How to Improve datapump Operation Performance

Source: Internet
Author: User

How to Improve datapump Operation Performance

When performing datapump export and import, do everything possible to improve the performance. Here we will introduce some related DataPump and database parameters that can significantly improve the performance of DataPump.

1. DataPump-related DataPump parameters are affected.
Access_method
In some cases, the method selected by the Data Pump API cannot quickly access your dataset.

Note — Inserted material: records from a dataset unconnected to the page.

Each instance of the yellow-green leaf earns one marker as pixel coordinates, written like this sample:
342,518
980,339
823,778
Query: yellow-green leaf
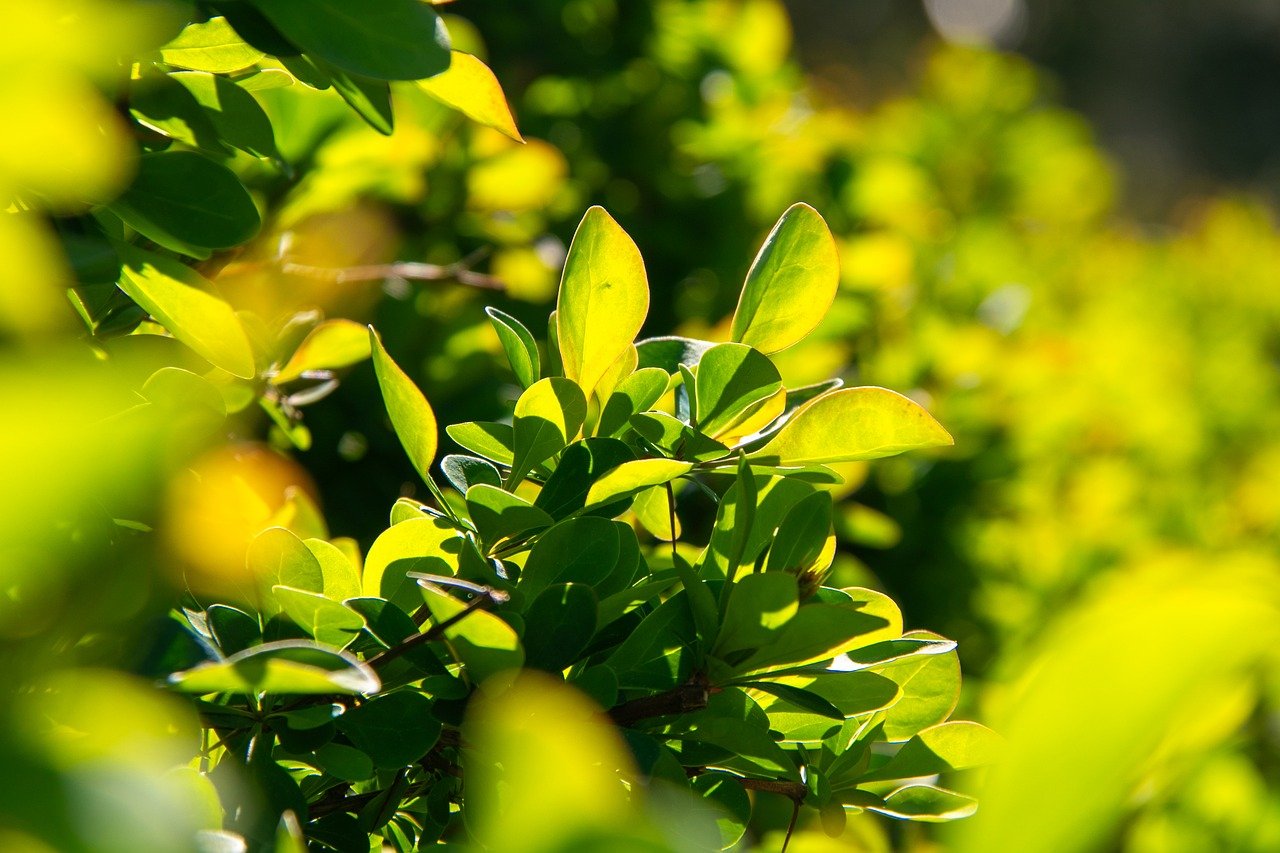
178,297
853,424
333,343
629,478
410,413
791,283
603,299
470,87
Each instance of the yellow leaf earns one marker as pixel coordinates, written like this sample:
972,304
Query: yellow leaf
471,89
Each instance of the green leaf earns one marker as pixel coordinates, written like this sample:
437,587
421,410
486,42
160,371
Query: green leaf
183,200
484,643
548,416
325,620
284,667
728,802
394,730
425,544
731,379
676,438
796,697
519,343
177,297
210,46
278,557
941,748
370,97
670,351
931,689
238,118
759,606
487,438
501,515
579,466
851,693
410,413
465,471
332,345
388,40
344,762
341,578
471,89
629,478
801,536
158,101
816,633
603,299
767,505
927,803
634,395
791,283
853,424
233,629
583,551
558,625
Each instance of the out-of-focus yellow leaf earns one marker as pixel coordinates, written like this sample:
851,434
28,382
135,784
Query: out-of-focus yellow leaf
471,89
545,766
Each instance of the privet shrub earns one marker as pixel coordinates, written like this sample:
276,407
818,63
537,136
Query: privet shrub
408,694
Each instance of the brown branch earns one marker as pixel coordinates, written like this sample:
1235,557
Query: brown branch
688,697
407,270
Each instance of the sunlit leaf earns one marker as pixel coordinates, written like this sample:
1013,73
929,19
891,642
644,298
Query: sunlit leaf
791,283
548,415
325,620
424,544
603,299
210,46
283,667
178,297
471,89
853,424
629,478
183,200
484,643
410,413
519,343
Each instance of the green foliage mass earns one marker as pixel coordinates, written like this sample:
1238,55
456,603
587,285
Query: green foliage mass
229,205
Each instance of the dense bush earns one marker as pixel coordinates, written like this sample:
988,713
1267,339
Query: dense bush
1111,387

In this case, in addition to explicitly setting this parameter to test each access method, you cannot know that the access method is more efficient. This parameter has two options: direct_path and external_table.

Cluster = n
In the RAC environment, the basic operation speed of the high Data Pump API can be significantly provided. Note that this parameter only applies to Data Pump API operations. In the RAC environment, we recommend that you set this parameter to n. If you set parallel_force_local to true, this will not only affect Data Pump API operations.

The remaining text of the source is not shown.